1. Based on a non-invasive method of assessing blood circulation, which allows you to measure in dynamics, many times.

2. The non-invasive nature of the method is not accompanied by the risk of infectious or thromboembolic complications and allows control studies of healthy individuals.

3. The proposed method gives the doctor a simple step-by-step approach to the correction of hemodynamic disturbances, allows timely differential diagnosis of hypovolemia and heart failure, prescribes inotropic support and evaluates its effectiveness, focusing on a set of hemodynamic parameters (stroke volume, cardiac index, ejection fraction, preload), and not just an indicator of average blood pressure.

4. The early use of Mexidol in continuous infusion mode prevents the development of oxidative stress, with activation of lipid peroxidation and depletion of antioxidant systems.

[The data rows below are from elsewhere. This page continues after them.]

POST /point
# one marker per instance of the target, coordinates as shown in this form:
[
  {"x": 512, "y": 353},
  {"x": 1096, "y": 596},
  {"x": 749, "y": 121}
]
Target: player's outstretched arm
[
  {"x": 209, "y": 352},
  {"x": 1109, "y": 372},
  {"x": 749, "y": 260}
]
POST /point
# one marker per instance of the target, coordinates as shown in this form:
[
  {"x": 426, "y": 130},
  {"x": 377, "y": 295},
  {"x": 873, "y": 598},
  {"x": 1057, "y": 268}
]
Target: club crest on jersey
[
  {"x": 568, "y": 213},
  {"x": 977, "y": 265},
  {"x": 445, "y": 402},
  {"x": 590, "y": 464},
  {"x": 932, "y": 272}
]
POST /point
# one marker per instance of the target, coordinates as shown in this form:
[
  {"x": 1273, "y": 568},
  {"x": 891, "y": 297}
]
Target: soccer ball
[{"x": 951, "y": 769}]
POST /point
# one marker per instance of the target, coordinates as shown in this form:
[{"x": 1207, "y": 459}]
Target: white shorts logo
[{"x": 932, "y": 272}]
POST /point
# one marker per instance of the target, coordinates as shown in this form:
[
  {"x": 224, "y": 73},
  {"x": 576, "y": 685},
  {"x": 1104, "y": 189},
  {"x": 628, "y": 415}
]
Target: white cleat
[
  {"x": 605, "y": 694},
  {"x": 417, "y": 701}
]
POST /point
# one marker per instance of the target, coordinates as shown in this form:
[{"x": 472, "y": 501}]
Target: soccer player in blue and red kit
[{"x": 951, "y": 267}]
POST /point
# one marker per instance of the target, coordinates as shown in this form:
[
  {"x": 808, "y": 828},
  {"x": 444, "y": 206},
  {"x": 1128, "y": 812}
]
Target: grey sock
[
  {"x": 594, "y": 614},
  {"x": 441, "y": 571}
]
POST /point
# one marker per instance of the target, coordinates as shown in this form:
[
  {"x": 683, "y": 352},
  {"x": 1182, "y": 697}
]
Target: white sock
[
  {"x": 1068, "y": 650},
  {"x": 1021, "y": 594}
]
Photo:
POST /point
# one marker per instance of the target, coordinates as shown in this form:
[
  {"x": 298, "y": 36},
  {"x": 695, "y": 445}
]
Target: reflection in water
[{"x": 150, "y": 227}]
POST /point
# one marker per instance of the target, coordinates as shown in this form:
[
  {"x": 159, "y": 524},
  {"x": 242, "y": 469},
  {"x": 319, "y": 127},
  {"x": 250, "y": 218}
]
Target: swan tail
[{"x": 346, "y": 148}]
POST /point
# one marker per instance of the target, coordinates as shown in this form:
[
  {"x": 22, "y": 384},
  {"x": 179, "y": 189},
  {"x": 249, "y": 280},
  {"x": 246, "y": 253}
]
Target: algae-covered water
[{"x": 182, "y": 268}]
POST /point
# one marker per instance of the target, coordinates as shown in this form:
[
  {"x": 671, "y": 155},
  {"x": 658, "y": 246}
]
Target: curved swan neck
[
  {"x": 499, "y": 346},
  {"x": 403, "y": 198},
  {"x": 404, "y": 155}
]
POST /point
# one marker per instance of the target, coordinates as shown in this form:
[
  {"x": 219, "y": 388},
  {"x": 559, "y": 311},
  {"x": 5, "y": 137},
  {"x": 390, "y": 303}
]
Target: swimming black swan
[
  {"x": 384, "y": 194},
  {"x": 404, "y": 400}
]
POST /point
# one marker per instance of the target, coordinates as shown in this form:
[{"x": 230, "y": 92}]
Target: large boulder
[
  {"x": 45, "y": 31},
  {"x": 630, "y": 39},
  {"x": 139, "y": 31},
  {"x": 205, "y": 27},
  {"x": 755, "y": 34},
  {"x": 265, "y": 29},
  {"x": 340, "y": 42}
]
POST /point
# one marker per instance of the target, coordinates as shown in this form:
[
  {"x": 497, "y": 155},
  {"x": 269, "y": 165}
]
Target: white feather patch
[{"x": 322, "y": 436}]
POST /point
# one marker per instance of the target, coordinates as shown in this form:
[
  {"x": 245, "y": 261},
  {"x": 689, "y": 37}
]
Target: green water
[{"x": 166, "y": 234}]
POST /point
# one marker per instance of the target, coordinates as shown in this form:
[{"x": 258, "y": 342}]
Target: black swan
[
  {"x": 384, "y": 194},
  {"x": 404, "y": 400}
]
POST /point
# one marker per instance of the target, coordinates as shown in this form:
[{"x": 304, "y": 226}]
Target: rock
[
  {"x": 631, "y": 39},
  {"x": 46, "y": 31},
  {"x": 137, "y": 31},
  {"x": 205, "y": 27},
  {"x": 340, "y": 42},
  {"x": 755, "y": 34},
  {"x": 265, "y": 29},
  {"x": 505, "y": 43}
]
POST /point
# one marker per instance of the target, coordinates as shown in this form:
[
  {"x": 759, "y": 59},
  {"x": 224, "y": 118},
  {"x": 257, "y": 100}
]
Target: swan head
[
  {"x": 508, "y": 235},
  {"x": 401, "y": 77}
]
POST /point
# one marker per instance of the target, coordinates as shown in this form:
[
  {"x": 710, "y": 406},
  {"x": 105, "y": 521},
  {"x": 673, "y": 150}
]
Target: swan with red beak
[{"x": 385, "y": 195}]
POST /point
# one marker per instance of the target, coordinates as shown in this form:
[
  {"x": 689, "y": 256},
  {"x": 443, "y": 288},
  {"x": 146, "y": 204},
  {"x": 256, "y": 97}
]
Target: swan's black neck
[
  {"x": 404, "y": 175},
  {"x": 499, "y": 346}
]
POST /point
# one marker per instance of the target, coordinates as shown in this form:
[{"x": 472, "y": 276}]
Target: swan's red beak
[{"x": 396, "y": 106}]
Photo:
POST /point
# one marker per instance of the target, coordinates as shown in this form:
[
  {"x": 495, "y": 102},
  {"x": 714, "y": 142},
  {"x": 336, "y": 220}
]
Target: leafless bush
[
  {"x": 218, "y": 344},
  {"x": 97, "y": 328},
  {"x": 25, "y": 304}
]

5. The application of the method will optimize infusion-transfusion therapy, avoid excessive infusion therapy with possible cerebral edema, pulmonary edema, which is especially undesirable in the acute period of severe TBI.

Claims (1)

A method for correcting hemodynamic disorders in patients with severe head injury, including assessing the state of blood circulation by recording stroke volume, cardiac index, ejection fraction, preload, characterized in that on the basis of an assessment of the state of aortic pulsation and microvessels of the finger, which allows to detect hypovolemia, the criteria for which is a diastolic wave filling less than 20%, the amplitude of the pulsation of the aortic impedance is less than 80 mOhm, the amplitude of the pulsation of the microvasculature of the finger is less than 20 mOhm, or heart failure, the criteria for which the diastolic filling wave is more than 20%, the amplitude of the pulsation of the aortic impedance is less than 80 mOhm, the amplitude of the pulsation of the microvessels of the finger is in the range of 20-40 mOhm, with subsequent correction, under continuous hemodynamic control, in case of hypovolemia, with a volume load of stabilizol 500 ml iv drip and in heart failure with inotropic support with dopamine at a dose of 4-6 μg / kg / min and additionally with the introduction of mexidol at a dose of 1200 mg per day in the form of a continuous infusion.